Петро тут же включился:

— Вот и я говорю: Семен того домашнего напробовался так, что я еле доволок его до брички, которая оказалась почти доверху заваленной какими-то кошелками, корзинками, кузовками, коробочками, сумками и просто набросанной вяленой рыбой, кусками желтого сала. И даже кто-то приволок и взгромоздил на бричку тыкву размером с две бычьи головы…

— Заливаешь! — прервал кто-то из бойцов.

— Ничуть. Шоб мне не дали вторую порцию махорки — с две головы.

— Да чего там, — спокойно вмешался партизан. — Бывает и поболе. Чего там. Не перебивайте. Давай дале.

— Ну вот. Сложил я Семена на бричку, считай, что по частям. Здоровый чертяка, Господи прости. Тьфу! Привык.

Бойцы хохотнули и тут же потребовали продолжать рассказ.

— Понимаете, братцы. Он же, паразит, вроде разборного стал: руки и голову уложу на бричку, все остальное висит сбоку. Пока ноги и то место, откуда они растут, взволоку на бричку, а он уже руками в землю упирается и норовит на молодой травке попастись — языком ее ловит и зубами клацает.

— Да будет тебе, — постанывая от смеха, попросил кто-то из бойцов. — Ты давай дальше, как ты свои колядки закончил?

— В том-то и дело, что без этих мелких деталей дальше будет непонятно. В общем, с помощью двух бойких молодиц, которые чуть, играючи, и меня не кинули в бричку, загрузил я Семена. А он чего-то вырывается и орет про какие-то яйца. Ну, думаю, мало ли что мужику в такой кондиции может примерещиться. Может, вспомнил те крашеные, что мы святили. Так они, вижу, тут. Виднеются в соломе.

Бойцы, хохоча, наперебой предлагали собственные версии.

— Да нет, братцы. Дело-то обернулось совсем по-другому. Угомонился мой Семен, затих, захрапел. Погоняю я конячку, везу все добытое добро во храм господен.

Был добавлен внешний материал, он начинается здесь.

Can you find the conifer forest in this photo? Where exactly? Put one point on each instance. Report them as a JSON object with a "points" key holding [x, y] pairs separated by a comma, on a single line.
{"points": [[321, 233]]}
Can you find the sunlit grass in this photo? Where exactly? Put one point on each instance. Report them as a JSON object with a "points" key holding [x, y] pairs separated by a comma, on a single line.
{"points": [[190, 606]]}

К станице подъезжаю где-то к пяти вечера. Спешу. У меня же вечерняя служба назначена. Старушки — божьи одуванчики, — небось, уже паперть осаждают. Вкатил я на церковный двор. Этих божьих одуванчиков видимо-невидимо — и ураганом не сдуешь всех.

Остановил я свой экипаж, лихо на землю спрыгнул, а они все, как подсолнухи, в мою сторону поворотились и хором ахнули: «Ба-а-тюшка!»

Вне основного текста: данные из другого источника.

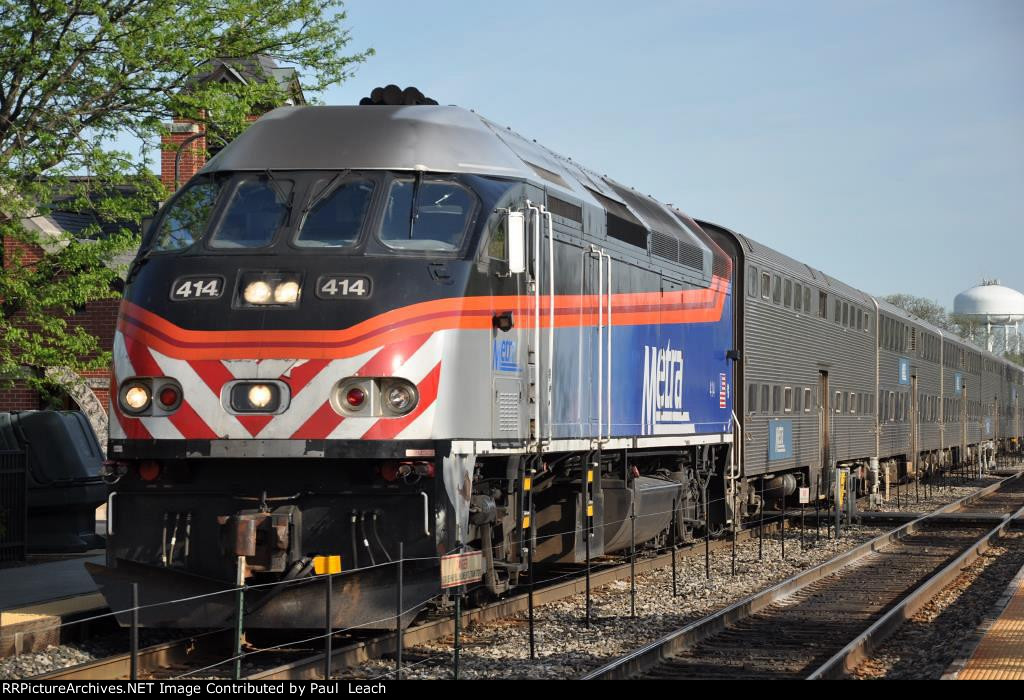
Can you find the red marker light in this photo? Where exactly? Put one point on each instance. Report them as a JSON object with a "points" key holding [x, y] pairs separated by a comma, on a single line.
{"points": [[355, 397], [168, 396]]}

Моя резвая коняга с перепугу как рванет, оглобли — хрясть! Бричка на бок — кувырк! Вся поклажа — покотом. И из всей этой кутерьмы вдруг вздымается какое-то чудище: то ли медведь, то ли горилла. Солома пучками и на башке, и на руках, и на всей, с позволения сказать, фигуре. И хрипит, паразит, что-то невнятное и несуразное. Пригляделся я, а он весь в яичных скорлупках.

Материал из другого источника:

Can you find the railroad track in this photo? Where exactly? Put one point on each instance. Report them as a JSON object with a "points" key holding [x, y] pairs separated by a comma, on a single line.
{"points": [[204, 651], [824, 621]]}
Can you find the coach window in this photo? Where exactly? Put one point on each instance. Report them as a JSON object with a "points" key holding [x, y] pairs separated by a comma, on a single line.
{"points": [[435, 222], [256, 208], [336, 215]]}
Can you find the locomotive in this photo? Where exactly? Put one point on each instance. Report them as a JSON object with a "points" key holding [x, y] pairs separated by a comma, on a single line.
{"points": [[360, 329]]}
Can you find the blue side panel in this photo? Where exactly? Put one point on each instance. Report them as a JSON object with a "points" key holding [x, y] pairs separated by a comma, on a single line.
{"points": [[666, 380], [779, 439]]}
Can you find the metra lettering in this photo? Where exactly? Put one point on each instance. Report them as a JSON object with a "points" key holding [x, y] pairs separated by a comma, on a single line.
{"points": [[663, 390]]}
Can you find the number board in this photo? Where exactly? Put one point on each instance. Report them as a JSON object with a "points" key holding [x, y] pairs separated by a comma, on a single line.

Старушечки мои затихли. И в этой зловещей тишине разобрал я, что он хрипит: «Я ж тебе толковал, батюшка, шо там в соломе сырые куриные яйца спрятаны. Ведра два. А ты меня мордой в тую яешню. Тьфу! Чтоб тебя черти такой яешней накормили, прости Господи, олух царя небесного!» — «Так что ж ты не предупредил?» — ничего умнее не придумал я спросить. «Упредить? А вот я посмотрел бы, как ты упредил, если бы те бабы, шо ты на меня напустил, стали бы трамбовать тобой солому с яйцами».

Бойцы снова покатывались от смеха. Петро выпросил у кого-то докурить и печально оглядел хохочущих товарищей:

— Ну чего ржете, жеребцы? Я ведь предупреждал вас, что история не веселая, а совсем даже наоборот. Вот помолчите, слушайте дальше. Да. Смотрю я на Семена и толком еще не дотумкаю, что и как. И тут слышу — сзади, в паперти, дрожащий такой старушечий голосок: «Анчихрист…» А другой уже погромче: «Нечистый!» И тут как взорвалось: «Сатана!» «Господи прости! Помилуй нас грешных, не введи в искушение!» «Чур-чур-чур!» И мимо меня вся эта вопящая паства ринулась с церковного двора врассыпную.

Осталась на паперти стойкая команда под водительством пяти-шести бесстрашных бородачей. Так надо же: Семен во всем своем непотребном естестве, размахивая косматыми от налипшей соломы ручищами, кидается к этой кучке и хрипит: «Куды ж вы, мать вашу, Господи прости! Какой же я анчихрист? Чи вам повылазило? Я ж Семен!»

Тут, понятное дело, не устояли и бородатые лейб-гвардейцы. Короче: разогнали мы паству. Семена я усмирил тем, что, не сотворив и крестного знамения, огрел его кнутом через всю спину. Обменялись мы с ним парой цитат из священного писания, подвел я его к окну, глянул он на свое отражение в стеклах и, верите, братцы, заплакал. Потом кинулся к бочке с дождевой водой, что стояла под угловым водостоком, и нырнул туда головой. Да почти до пояса. Я — к нему. Пропадет, думаю. Оттаскиваю его, а он брыкается. «А иди ты, батюшка, к чертям собачьим. А то я тебя сейчас отмаслособорую».